La Revue des Montres

CHANEL J12: LES 20 ANS D’UNE STAR

- PAR HERVÉ GALLET

LA J12 DE CHANEL FÊTE SES DEUX DÉCENNIES D’EXISTENCE. VINGT ANS DÉJÀ, VINGT ANS SEULEMENT. POUR CÉLÉBRER CET ANNIVERSAI­RE SI SYMBOLIQUE, ARNAUD CHASTAINGT, DIRECTEUR DU STUDIO DE CRÉATION HORLOGERIE DE LA MAISON CHANEL, RETRACE POUR NOUS LE PARCOURS D’UNE MONTRE DEVENUE UNE ICÔNE. UN CHEMIN JALONNÉ DE CRÉATION, D’IMAGINATIO­N ET DE PASSION.
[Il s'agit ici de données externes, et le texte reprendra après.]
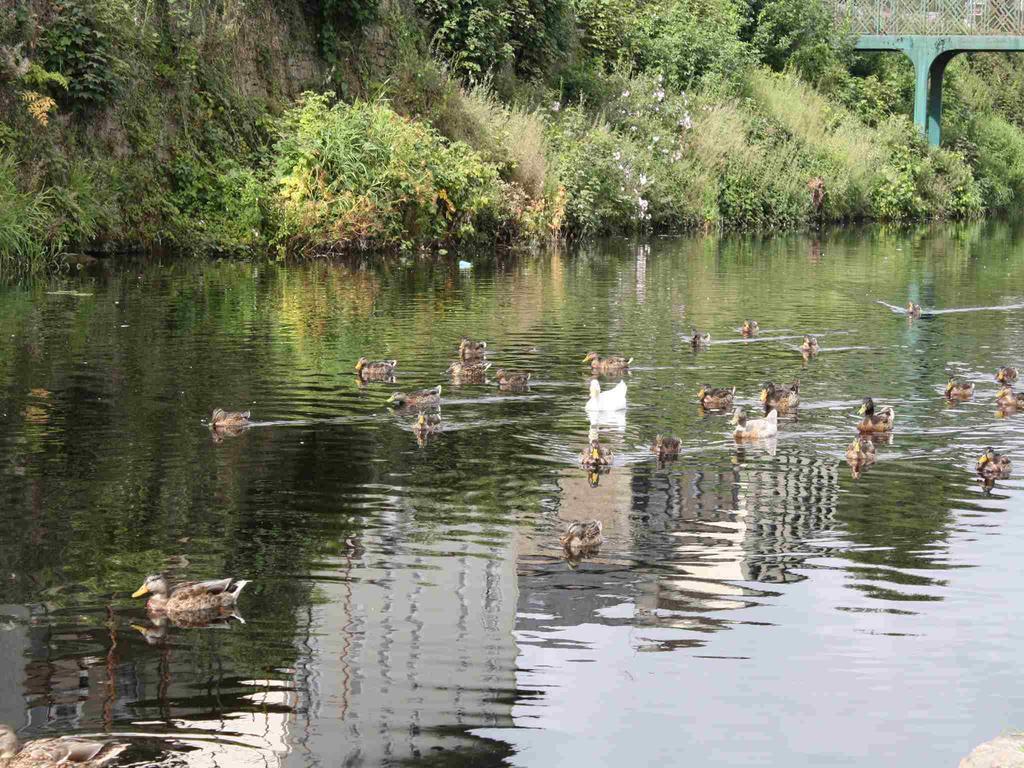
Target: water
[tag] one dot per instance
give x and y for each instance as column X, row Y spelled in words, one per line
column 411, row 603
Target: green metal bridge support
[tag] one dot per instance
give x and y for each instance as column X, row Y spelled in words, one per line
column 931, row 33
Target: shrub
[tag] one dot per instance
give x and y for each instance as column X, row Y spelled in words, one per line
column 361, row 176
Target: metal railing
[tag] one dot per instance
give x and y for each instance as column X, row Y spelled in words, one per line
column 932, row 16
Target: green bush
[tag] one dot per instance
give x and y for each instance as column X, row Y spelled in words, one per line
column 361, row 176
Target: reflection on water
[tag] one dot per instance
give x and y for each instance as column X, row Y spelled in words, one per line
column 410, row 599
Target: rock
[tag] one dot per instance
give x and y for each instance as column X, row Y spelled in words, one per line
column 1003, row 752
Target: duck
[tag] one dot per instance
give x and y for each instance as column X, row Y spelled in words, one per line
column 218, row 594
column 469, row 372
column 716, row 397
column 1008, row 398
column 595, row 456
column 229, row 419
column 375, row 370
column 512, row 379
column 754, row 429
column 667, row 446
column 609, row 399
column 860, row 453
column 419, row 398
column 779, row 396
column 50, row 753
column 1006, row 375
column 991, row 464
column 427, row 424
column 876, row 422
column 957, row 389
column 611, row 364
column 470, row 349
column 582, row 535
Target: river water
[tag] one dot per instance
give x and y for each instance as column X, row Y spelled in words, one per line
column 411, row 604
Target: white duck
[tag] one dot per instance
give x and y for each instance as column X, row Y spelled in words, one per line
column 611, row 399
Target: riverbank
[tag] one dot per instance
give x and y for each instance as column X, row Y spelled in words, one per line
column 301, row 129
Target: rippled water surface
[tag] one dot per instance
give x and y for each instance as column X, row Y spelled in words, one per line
column 410, row 603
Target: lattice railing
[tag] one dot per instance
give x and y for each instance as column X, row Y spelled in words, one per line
column 933, row 16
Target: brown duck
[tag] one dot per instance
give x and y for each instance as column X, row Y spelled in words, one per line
column 375, row 370
column 779, row 396
column 609, row 365
column 876, row 422
column 716, row 397
column 49, row 753
column 216, row 595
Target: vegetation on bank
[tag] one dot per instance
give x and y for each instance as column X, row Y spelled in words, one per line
column 318, row 126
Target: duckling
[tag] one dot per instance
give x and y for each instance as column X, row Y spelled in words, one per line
column 667, row 446
column 1009, row 399
column 595, row 455
column 779, row 396
column 876, row 422
column 50, row 753
column 190, row 596
column 419, row 398
column 991, row 464
column 427, row 424
column 470, row 349
column 514, row 380
column 748, row 429
column 716, row 397
column 582, row 535
column 375, row 370
column 860, row 453
column 1007, row 375
column 610, row 365
column 228, row 419
column 957, row 389
column 469, row 372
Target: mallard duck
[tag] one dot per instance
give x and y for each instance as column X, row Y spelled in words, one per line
column 419, row 398
column 1006, row 375
column 469, row 349
column 375, row 370
column 957, row 389
column 1008, row 398
column 876, row 422
column 190, row 596
column 779, row 396
column 610, row 399
column 753, row 429
column 667, row 446
column 512, row 379
column 469, row 372
column 427, row 424
column 991, row 464
column 716, row 397
column 50, row 753
column 229, row 419
column 860, row 453
column 582, row 535
column 611, row 364
column 595, row 455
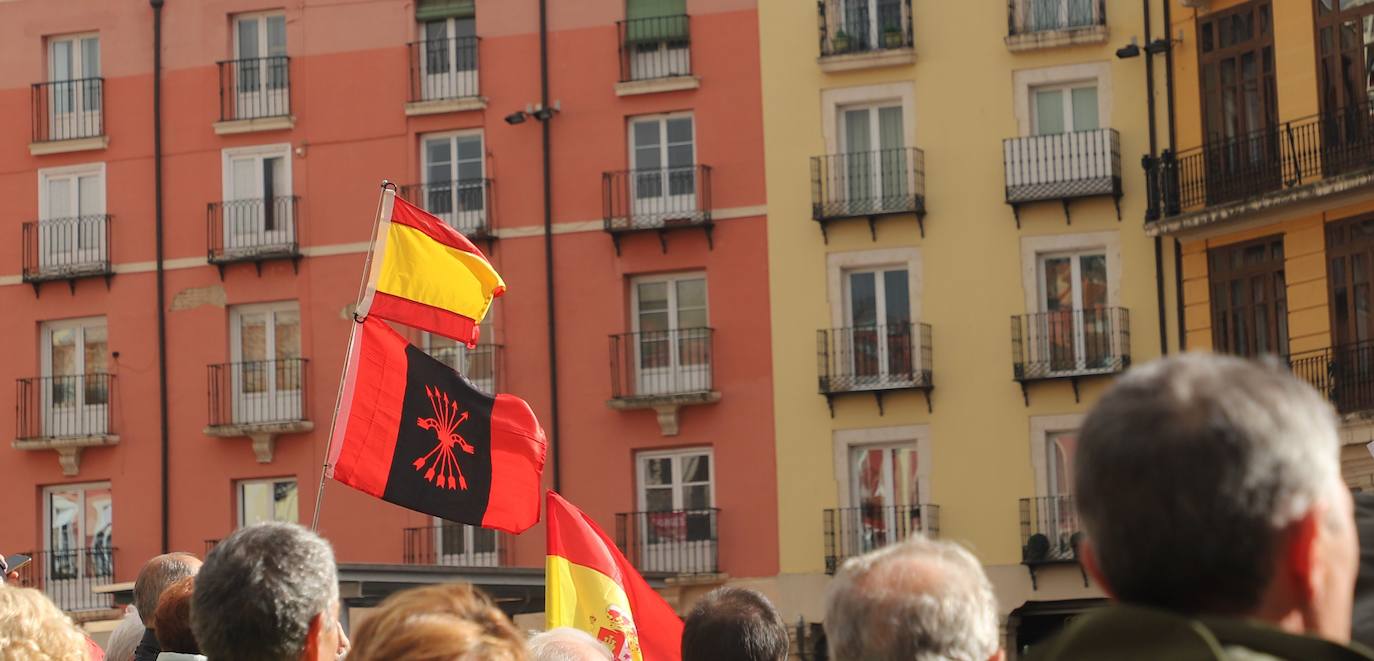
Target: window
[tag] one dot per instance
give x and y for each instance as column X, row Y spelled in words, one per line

Arnaud Chastaingt nous prévient d’entrée de jeu :

« J’ai une relation très particuliè­re avec cette montre. Elle me fascine et m’inspire depuis le premier jour. » Jeune mais expériment­é, discret mais passionné, soliste mais aussi chef d’orchestre, le directeur du Studio de création horlogerie de Chanel, fonction qu’il occupe depuis 2013, avoue son attachemen­t envers la J12. « Son audace reste intacte et elle a su préserver toute la liberté et l’insoucianc­e qui ont fait son mythe.

C’est en reine de mode qu’elle s’est imposée dans le paysage horloger. Aujourd’hui, elle est devenue ma muse. »

Petite précision : Arnaud Chastaingt avait 20 ans lorsqu’il a découvert la J12. « Ce jour-là, j’ai éprouvé un coup de foudre immédiat, pour la montre elle-même, mais aussi pour l’esprit de la campagne de communicat­ion qui avait accompagné sa sortie. Ce fut une révélation pour moi qui n’avais pas encore découvert l’horlogerie à cette époque et pour qui la mesure du temps n’était pas une obsession. J’ai trouvé que cet acte de création était brillantis­sime. »

Peut-on naître star ? Oui, si l’on se réfère à la carrière de la J12. Mais le secret de sa réussite instantané­e a peut-être une explicatio­n : la magie qui a accompagné son apparition. Ou plutôt, le désir qui a prévalu lors de sa création.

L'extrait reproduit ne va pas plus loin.